The report says that federal, state, and local funding of health care is currently $200 billion. And, as Novak notes in his piece, the total money allocated for the CA state budget is $179.5 billion. So governments in California spend 111% of the state budget on health care right now! Disaster! Panic! Impossible!
Aside from noting that the California health care sector is larger than the California state budget and then becoming apoplectic, the only other thing Novak does in his piece is confusingly pretend like the state of California cannot levy taxes on employers.
Novak notes that almost all of the additional money needed for a single payer system could come from redirecting payments employers already make to private insurers into the single-payer fund, but then has to this to say about how that’s ridiculous:
The study tried to be a bit more optimistic, noting that private employers currently pay between $100 and $150 billion per year to provide health insurance for their workers and hypothesizing that money “could” be made available to the single payer plan. But that assumes those employers and employees would be okay with choosing a government-run option instead of their private insurance.
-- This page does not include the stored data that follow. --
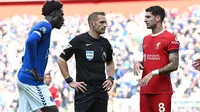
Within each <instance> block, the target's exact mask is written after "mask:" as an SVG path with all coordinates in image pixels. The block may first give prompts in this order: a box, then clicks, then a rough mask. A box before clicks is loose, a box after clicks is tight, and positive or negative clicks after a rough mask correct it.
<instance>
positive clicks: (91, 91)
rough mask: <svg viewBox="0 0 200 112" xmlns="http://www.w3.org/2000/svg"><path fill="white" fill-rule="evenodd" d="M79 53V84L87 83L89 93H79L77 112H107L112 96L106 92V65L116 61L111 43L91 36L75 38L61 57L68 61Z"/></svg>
mask: <svg viewBox="0 0 200 112" xmlns="http://www.w3.org/2000/svg"><path fill="white" fill-rule="evenodd" d="M73 54H75V60H76V81H77V82H81V81H83V82H85V83H86V84H87V86H86V88H87V91H85V92H84V93H82V92H80V91H79V92H75V112H107V102H108V93H107V91H105V90H104V89H103V85H102V84H103V82H104V81H105V80H106V73H105V62H110V61H112V59H113V57H112V54H113V50H112V47H111V45H110V43H109V41H108V40H107V39H106V38H104V37H102V36H100V37H99V38H98V39H95V38H93V37H91V36H90V35H89V34H88V33H83V34H80V35H78V36H76V37H74V38H73V39H72V40H71V41H70V42H69V45H68V46H67V48H66V49H65V50H64V51H63V53H61V55H60V57H61V58H63V59H64V60H66V61H67V60H69V58H70V57H71V56H72V55H73Z"/></svg>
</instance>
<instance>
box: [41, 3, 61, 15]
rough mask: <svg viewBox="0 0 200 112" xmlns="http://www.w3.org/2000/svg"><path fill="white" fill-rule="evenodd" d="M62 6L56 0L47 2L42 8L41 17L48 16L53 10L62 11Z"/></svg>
mask: <svg viewBox="0 0 200 112" xmlns="http://www.w3.org/2000/svg"><path fill="white" fill-rule="evenodd" d="M62 7H63V4H62V3H61V2H59V1H57V0H47V1H46V2H45V3H44V5H43V7H42V15H44V16H47V15H50V14H51V13H52V12H53V11H55V10H60V9H62Z"/></svg>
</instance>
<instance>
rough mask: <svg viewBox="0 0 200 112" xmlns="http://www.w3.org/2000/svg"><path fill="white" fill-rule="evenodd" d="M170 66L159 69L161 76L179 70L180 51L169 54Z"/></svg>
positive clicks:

Yeah, none of that is going to work.
I can’t tell if Novak is actually confused or being deceptive, but to state the obvious: it is not the case that the only way you can access this $100-$150 billion is by asking employers to choose to pay it into the single-payer system. There is another way to access it wherein you levy an employer-side payroll tax that forces employers to send the money into the universal state insurer. You know kind of like how the federal government levies Medicare payroll taxes already?
If the single-payer plan on offer in California costs as little as they say it does, it is so easily achievable as a fiscal policy matter that it’s almost laughable. Whether there are political hurdles to passing it, I can’t say. At present, the only major persuasive hurdle seems to be that those who write about it pollute the discourse with takes that are on par with perpetual deficit-mongering in their wrongness.